Ao longo da obra buberiana – especialmente em Eu e Tu (BUBER, 1977) – percebe-se
uma preocupação constante em deixar os conceitos inacabados, isto é, o filósofo preocupou-se
em não delimitar, circunscrever, tolir as inúmeras possibilidades de vir-a-ser contida no
âmago de cada palavra, uma vez que para ele a palavra é presença, é ser-com-o-outro, é modo
de estar-no-mundo. Segundo a compreensão de Oyakawa (2005, p. 46), Buber criticava as
tendências excessivas de manter a linguagem presa à sintaxe e discorre afirmando que a
palavra buberiana possui “antes de mais nada, a possibilidade de fundar algo novo e não se
estabilizar nas estruturas causais do já conhecido, o mundo do Isso”.

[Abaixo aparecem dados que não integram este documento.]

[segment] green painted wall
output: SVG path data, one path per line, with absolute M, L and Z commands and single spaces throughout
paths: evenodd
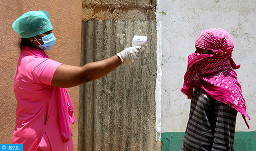
M 180 151 L 184 132 L 161 133 L 161 151 Z M 236 151 L 256 150 L 256 131 L 236 132 L 234 149 Z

É possível depreender que é por meio da palavra “que o ser do homem adentra à
existencialidade, uma vez que ela contém o vivido, é dialógica. É a palavra que situa o
homem no mundo com o outro, que o mantém no ser, que faz do ser, homem”
(SCHAURICH, PADOIN e MOTTA, 2003, p. 35). A própria condição de existência como
ser-no-mundo é a palavra como diálogo e, portanto, o mundo é múltiplo para o homem,
podendo este assumir uma das três possibilidades de existir: poderá adentrar de forma
autêntica na relação instaurada pela palavra-princípio6 EU-TU; poderá experienciar o
relacionamento objetivante da palavra-princípio EU-ISSO; ou, então, poderá vivenciar a mais
genuína de todas as relações, aquela que é expressa pela palavra-princípio EU-TU Eterno.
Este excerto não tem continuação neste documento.